2021.08 – 2023.07, Exploring the Relationship between PCAOB Inspection Reports and Audit Quality Using Machine Learning

  • Project Type: Provincial and Ministerial-Level Research Project (Participation)
  • Collaborating Institution: Taiwan Science and Technology Council
  • I participated in a project led by Associate Professor Yu-Tzu Chang. The project employed machine learning-based topic identification algorithms to analyze inspection reports issued by the Public Company Accounting Oversight Board (PCAOB) of the United States. The project consisted of two main research objectives: Research 1 aimed to investigate whether the content of the first part of the inspection reports provides additional information for distinguishing audit quality. Research 2 focused on assessing whether quality control deficiencies revealed in the second part of the inspection reports impact audit clients’ decisions to change their auditors.
  • This study’s contribution lies in the application of emerging machine learning algorithms for topic analysis of PCAOB inspection reports. The analysis is expected to uncover both substantive and perceptual impacts of PCAOB inspection reports on audit quality, providing valuable insights. This research enhances our understanding of audit quality and reveals the informational value of PCAOB inspection reports in this domain.
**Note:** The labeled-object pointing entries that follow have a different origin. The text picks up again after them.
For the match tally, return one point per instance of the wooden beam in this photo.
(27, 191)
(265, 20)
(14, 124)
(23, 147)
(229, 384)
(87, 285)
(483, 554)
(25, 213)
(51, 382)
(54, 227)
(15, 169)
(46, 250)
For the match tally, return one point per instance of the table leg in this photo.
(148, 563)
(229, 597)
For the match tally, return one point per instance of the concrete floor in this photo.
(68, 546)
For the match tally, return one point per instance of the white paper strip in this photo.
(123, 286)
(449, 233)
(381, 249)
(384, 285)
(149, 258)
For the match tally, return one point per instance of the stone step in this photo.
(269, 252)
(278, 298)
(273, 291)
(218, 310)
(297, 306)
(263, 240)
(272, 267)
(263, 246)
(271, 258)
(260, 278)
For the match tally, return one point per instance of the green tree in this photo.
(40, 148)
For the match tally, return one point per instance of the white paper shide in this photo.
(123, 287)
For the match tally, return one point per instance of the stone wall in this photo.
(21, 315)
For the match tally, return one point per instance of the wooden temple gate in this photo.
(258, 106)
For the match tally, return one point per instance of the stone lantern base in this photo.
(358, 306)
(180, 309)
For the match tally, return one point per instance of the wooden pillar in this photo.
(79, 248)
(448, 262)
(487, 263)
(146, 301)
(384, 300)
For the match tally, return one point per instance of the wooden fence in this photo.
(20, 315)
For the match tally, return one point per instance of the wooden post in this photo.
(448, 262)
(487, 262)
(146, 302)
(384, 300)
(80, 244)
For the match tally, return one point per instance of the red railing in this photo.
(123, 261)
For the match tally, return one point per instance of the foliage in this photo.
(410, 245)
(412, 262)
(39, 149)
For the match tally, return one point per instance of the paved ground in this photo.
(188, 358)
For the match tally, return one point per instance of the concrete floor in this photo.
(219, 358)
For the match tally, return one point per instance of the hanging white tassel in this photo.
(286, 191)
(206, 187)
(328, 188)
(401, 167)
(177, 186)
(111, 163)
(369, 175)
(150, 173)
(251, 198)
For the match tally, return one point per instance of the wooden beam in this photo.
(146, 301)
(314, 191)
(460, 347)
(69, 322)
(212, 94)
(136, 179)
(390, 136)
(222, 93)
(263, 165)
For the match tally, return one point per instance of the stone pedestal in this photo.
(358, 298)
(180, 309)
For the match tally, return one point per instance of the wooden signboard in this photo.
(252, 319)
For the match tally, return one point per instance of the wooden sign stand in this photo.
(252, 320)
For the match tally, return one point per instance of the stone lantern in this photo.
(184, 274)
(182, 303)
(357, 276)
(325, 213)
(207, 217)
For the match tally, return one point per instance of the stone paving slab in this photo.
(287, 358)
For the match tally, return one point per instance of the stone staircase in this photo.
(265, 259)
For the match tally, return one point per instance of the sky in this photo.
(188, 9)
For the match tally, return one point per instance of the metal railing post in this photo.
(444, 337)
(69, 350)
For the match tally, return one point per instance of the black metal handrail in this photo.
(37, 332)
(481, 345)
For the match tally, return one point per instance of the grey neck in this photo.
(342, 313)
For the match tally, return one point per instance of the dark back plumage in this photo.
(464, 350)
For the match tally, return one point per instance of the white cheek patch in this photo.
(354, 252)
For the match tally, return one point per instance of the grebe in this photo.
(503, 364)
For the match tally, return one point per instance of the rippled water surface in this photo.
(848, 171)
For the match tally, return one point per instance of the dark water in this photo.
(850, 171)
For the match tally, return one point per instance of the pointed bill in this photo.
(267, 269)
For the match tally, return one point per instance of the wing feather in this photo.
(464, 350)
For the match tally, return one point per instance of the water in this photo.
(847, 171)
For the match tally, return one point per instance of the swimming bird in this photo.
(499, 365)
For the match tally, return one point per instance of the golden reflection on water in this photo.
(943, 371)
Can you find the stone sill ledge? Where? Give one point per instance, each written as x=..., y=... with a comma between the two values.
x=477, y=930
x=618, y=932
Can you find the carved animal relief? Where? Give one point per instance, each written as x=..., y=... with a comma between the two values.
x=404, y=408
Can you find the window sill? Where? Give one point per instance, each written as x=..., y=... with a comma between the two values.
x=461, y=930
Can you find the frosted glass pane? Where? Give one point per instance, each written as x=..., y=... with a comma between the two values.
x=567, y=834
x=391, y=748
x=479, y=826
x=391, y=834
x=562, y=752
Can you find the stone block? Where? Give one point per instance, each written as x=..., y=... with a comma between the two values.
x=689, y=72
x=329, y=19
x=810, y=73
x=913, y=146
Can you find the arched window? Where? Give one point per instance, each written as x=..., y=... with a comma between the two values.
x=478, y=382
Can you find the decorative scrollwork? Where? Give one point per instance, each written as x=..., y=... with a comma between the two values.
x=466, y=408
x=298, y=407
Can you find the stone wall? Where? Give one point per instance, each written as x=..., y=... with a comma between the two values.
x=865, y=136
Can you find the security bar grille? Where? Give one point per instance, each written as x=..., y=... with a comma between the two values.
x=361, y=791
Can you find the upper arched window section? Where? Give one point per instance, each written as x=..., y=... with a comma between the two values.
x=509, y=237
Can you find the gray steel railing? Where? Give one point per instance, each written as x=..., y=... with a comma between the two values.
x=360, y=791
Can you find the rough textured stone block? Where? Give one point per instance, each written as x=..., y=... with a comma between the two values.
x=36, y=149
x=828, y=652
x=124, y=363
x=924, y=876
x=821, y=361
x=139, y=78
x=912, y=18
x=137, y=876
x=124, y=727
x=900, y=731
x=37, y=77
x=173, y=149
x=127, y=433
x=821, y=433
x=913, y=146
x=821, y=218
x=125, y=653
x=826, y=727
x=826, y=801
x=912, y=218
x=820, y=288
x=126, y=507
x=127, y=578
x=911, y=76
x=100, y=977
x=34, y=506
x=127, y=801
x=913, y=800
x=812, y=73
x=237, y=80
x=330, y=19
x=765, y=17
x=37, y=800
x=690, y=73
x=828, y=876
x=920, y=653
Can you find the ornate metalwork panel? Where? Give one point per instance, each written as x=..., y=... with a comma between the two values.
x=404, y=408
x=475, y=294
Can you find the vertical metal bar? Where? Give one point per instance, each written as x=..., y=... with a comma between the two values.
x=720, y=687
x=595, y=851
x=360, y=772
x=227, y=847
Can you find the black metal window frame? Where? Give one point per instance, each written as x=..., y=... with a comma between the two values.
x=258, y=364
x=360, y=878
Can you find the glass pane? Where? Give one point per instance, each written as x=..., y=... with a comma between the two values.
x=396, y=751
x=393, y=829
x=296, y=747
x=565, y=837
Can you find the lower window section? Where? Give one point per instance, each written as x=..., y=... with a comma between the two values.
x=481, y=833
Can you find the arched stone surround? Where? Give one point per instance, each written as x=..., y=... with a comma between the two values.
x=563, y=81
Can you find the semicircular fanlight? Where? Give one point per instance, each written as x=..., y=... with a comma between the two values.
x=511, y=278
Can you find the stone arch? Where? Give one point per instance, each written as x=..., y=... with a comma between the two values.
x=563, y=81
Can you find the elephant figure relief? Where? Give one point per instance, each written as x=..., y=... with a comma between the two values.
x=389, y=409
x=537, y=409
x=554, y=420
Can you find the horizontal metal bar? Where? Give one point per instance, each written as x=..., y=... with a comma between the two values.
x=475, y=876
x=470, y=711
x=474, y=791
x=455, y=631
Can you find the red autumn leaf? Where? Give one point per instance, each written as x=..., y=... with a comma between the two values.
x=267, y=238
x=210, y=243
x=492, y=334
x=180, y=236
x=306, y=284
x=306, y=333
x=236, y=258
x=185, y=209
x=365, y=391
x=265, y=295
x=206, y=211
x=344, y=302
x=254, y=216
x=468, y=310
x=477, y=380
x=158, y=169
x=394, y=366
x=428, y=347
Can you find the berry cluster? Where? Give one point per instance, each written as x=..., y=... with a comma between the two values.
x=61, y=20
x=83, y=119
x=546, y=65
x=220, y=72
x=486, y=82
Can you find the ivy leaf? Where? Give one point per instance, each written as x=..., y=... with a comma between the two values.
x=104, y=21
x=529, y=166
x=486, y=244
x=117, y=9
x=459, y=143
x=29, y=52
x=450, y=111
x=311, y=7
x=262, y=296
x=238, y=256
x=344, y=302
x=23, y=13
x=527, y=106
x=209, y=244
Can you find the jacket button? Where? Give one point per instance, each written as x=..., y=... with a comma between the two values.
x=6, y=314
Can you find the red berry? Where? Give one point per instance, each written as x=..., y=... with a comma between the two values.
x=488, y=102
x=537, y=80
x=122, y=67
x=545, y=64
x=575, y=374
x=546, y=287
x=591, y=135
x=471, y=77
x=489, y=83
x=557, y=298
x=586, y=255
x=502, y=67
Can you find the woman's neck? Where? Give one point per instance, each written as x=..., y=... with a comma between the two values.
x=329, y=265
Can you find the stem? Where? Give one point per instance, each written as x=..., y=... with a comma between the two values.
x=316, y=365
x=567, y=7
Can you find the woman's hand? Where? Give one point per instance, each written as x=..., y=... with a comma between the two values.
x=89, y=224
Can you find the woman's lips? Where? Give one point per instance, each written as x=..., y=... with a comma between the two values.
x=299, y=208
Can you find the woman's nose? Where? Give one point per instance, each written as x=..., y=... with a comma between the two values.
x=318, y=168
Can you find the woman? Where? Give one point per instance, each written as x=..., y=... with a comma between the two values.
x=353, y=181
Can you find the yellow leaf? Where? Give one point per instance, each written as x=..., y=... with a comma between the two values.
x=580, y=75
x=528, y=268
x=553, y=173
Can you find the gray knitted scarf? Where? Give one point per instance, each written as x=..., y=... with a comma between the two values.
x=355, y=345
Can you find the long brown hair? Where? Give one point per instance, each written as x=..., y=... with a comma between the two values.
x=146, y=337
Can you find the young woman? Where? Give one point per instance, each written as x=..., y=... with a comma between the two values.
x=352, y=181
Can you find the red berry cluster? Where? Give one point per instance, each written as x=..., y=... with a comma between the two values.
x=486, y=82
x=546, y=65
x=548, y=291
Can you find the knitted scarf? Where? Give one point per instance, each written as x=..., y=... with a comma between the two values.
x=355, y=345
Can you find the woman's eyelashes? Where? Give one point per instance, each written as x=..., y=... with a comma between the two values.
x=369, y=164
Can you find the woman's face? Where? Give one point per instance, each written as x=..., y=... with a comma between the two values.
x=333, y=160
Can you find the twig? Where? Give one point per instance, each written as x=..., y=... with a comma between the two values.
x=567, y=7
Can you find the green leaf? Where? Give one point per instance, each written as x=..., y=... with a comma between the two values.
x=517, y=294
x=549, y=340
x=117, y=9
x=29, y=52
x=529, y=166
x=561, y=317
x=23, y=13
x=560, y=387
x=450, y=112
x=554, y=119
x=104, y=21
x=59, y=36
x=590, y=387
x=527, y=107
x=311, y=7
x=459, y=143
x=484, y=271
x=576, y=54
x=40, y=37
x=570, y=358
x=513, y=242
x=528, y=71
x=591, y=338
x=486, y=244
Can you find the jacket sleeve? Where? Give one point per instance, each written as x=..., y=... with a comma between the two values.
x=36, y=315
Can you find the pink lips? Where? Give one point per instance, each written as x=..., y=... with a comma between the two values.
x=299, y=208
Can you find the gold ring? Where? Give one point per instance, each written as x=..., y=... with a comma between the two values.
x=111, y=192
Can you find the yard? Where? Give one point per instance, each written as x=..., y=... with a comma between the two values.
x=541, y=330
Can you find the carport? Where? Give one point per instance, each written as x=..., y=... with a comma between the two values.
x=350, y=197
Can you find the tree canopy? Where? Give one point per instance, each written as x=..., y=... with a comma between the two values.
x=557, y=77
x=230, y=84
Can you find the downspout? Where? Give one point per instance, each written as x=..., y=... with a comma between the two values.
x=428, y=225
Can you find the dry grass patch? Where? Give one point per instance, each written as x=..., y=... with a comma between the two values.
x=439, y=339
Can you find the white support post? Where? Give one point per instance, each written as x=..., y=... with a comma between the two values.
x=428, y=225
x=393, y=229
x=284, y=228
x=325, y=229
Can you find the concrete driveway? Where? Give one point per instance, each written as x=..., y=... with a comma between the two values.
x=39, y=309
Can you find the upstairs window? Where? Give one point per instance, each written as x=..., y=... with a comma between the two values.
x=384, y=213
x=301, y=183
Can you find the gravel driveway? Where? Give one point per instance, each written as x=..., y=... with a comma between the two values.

2022.03 – 2022.10, Supervisory Application of CAMELS Indicators in Assessing Credit Risk for Financial Institutions

  • Project Type: Industry-Academia Collaboration (Participation)
  • Collaborating Institution: Taiwan Depository & Clearing Corporation
  • I served as the research team leader for a project led by my advisor. The project aimed to explore a credit risk supervisory model applicable to Taiwanese securities firms and was conducted at the invitation of the Taiwan Depository & Clearing Corporation. Our team referenced relevant regulations and literature in the U.S. securities industry. Through principal component analysis and regression modeling, we established an early warning model comprising 38 indicators. Additionally, we achieved the objective of swiftly identifying the sources of risk through attribution analysis.